La Final de Messi y Valdivia

Argentina luce portentosa. La forma en como aniquiló a Paraguay fue suculenta. Un manjar futbolístico. Una maquinaria engranada y liderada no por una, sino por un cúmulo de figuras que recorren la cancha en completo estado de gracia. Hoy Argentina genera la sensación de que su juego y deseo colectivo está muy por encima de ese estigmatizado ego individual con el cual cargan por default.

Messi no ha anotado. Qué importa. No requiere de goles para darse a conocer ni para comprobar su calidad. Siendo el autor intelectual de todos ellos, puede -si así lo desea- sentarse cómodamente en medio campo como lo haría un aficionado frente al televisor, para ver cómo alguien más culmina la obra que fabricó en su mente.

Aún así, Messi no busca el sofá. Prefiere acompañar el recorrido de la pelota por si algo sale mal de la mano de sus dos fieles alfiles, Pastore y Di María. El primero, pensante y experto cambiante de ritmos. Frena cuando hay que hacerlo y dinamita cuando el bloque del rival ya está agrietado. El segundo, el velocista más técnico aunque menos estético del mundo. Lo hace todo bien y además tiene gol.

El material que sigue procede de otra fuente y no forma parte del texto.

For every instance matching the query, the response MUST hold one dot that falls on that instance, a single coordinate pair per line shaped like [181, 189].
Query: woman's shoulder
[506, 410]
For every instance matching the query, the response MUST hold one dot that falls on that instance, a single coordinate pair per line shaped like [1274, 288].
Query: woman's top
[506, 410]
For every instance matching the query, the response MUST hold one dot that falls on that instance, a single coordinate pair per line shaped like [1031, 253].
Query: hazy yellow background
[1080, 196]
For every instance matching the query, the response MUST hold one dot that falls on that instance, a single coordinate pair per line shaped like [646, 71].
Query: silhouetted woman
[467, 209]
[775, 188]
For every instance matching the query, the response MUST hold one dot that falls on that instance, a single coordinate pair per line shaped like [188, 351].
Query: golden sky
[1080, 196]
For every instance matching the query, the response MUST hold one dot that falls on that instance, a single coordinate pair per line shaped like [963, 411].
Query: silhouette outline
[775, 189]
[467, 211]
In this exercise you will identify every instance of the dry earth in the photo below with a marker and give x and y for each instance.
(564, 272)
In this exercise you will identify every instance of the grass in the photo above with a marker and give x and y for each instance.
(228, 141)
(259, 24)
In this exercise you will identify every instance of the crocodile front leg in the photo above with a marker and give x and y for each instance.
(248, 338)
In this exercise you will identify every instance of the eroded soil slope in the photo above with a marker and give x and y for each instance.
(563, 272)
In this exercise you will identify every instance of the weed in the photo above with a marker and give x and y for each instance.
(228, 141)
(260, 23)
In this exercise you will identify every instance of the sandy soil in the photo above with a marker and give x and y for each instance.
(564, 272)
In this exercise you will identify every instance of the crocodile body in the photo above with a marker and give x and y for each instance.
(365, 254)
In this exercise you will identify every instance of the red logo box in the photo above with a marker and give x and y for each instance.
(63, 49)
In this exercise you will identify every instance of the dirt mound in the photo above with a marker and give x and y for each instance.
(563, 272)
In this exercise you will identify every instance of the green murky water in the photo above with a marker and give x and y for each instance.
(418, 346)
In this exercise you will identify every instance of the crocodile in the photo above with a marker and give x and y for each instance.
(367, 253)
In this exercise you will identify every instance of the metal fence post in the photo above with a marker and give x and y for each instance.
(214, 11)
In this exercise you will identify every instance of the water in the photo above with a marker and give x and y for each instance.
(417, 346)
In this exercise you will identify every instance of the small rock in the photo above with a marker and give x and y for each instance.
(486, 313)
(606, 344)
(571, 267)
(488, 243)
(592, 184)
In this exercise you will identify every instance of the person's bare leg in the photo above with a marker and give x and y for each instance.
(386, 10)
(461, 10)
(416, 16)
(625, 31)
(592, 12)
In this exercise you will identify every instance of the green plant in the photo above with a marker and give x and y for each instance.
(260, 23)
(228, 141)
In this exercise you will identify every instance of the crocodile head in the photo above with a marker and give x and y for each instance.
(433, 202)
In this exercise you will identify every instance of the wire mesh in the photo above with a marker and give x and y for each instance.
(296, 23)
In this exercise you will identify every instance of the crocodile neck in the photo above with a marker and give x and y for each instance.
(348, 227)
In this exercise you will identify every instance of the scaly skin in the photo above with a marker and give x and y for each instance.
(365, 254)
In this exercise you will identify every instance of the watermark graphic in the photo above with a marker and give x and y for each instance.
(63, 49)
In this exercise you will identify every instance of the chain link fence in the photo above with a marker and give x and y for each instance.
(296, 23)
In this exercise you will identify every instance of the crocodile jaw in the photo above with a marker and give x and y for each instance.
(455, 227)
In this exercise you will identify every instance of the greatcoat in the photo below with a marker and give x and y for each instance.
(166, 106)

Pero Chile no se queda atrás en elogios. Su juego nos transporta a esos tiempos donde lo más importante era el buen trato a la pelota. A los andinos les duele maltratarla. Prefieren tocarla con elegancia. Sus avances son como oleaje de bahía, suaves y constantes, pero con fuerza y rompimiento en la orilla.

Valdivia es el genio, el cerebro, sin la mitad de los reflectores de Vidal, Alexis y Vargas. Sin él, dudo que Chile estuviera a 90 minutos de la gloria. Lee como nadie el partido, marca la pauta y filtra balones con la precisión de un cirujano.

Argentina luce fortalecido tras la goleada, Chile, altamente inspirado y con un onírico entorno a favor. Que sea una digna Final y que la balanza no la incline Conmebol.